Laurent Theron, un manifestant de 46 ans, a été grièvement blessé au visage jeudi à l’issue de la manifestation parisienne contre la loi travail. Secrétaire médical de l’AP-HP (Assistance publique des hôpitaux de Paris), il a perdu la vision à un œil. Son syndicat, SUD-Solidaires, qui a recueilli plusieurs témoignages de personnes présentes au moment des faits, affirme qu’il a «vraisemblablement reçu au visage un morceau d’une grenade lancée par les forces de l’ordre». La victime a porté plainte samedi auprès de la police des polices. L’Inspection générale de la police nationale est saisie. Encore hospitalisé, Laurent Theron témoigne.

Pourquoi étiez-vous sur la place de la République ?
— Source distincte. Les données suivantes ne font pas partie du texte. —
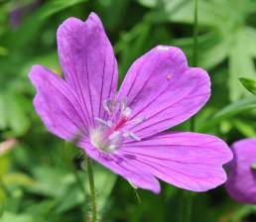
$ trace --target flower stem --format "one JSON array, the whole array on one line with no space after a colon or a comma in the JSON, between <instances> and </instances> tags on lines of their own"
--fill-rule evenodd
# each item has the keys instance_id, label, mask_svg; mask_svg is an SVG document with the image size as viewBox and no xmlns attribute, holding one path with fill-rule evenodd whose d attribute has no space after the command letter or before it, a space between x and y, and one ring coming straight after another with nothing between
<instances>
[{"instance_id":1,"label":"flower stem","mask_svg":"<svg viewBox=\"0 0 256 222\"><path fill-rule=\"evenodd\" d=\"M198 49L198 0L193 0L193 44L192 44L192 66L197 66L197 49ZM191 119L191 131L195 129L195 117Z\"/></svg>"},{"instance_id":2,"label":"flower stem","mask_svg":"<svg viewBox=\"0 0 256 222\"><path fill-rule=\"evenodd\" d=\"M87 164L87 172L88 172L89 187L90 187L90 193L91 193L91 203L92 203L91 222L96 222L96 219L97 219L96 192L95 192L95 184L94 184L94 177L93 177L92 161L88 157L86 160L86 164Z\"/></svg>"},{"instance_id":3,"label":"flower stem","mask_svg":"<svg viewBox=\"0 0 256 222\"><path fill-rule=\"evenodd\" d=\"M76 184L78 185L78 188L80 189L81 193L84 196L84 206L86 206L86 201L87 201L87 193L84 187L84 183L81 180L79 173L77 171L77 168L75 167L75 166L72 164L72 159L71 159L71 155L70 155L70 151L71 151L71 146L72 144L69 144L67 142L64 141L64 158L65 159L66 163L68 164L71 172L73 173L73 176L75 178ZM84 207L83 213L86 215L86 207Z\"/></svg>"},{"instance_id":4,"label":"flower stem","mask_svg":"<svg viewBox=\"0 0 256 222\"><path fill-rule=\"evenodd\" d=\"M197 66L197 49L198 49L198 0L193 0L193 47L192 47L192 66ZM195 130L195 117L191 119L191 131ZM192 218L192 194L185 193L185 222L190 222Z\"/></svg>"}]
</instances>

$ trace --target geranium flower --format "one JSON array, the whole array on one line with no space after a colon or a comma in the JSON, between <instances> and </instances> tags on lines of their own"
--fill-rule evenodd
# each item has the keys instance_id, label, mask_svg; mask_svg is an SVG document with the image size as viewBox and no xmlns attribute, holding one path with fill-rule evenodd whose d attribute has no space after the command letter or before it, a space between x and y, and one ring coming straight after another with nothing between
<instances>
[{"instance_id":1,"label":"geranium flower","mask_svg":"<svg viewBox=\"0 0 256 222\"><path fill-rule=\"evenodd\" d=\"M233 144L226 189L235 200L256 204L256 138Z\"/></svg>"},{"instance_id":2,"label":"geranium flower","mask_svg":"<svg viewBox=\"0 0 256 222\"><path fill-rule=\"evenodd\" d=\"M208 74L183 52L158 46L138 58L117 91L118 69L100 19L69 18L59 28L64 79L33 66L36 111L48 130L135 186L160 191L157 178L193 191L226 180L232 154L214 136L165 132L194 115L210 96Z\"/></svg>"}]
</instances>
Je participais au défilé contre la loi travail dans le cortège de mon syndicat, Solidaires. Lorsque le cortège est arrivé à République, je suis resté un peu sur la place. Il était environ 16h30. Je me promenais en observateur, tout seul, pour voir ce qui se passait. Ça commençait à chauffer entre les manifestants et la police. Il y a eu des jets de grenades lacrymogènes et plusieurs jeunes cagoulés qui les renvoyaient. Puis une première charge. La situation était de plus en plus tendue, j’ai donc décidé de quitter la place avant d’être encerclé par la police ou en danger.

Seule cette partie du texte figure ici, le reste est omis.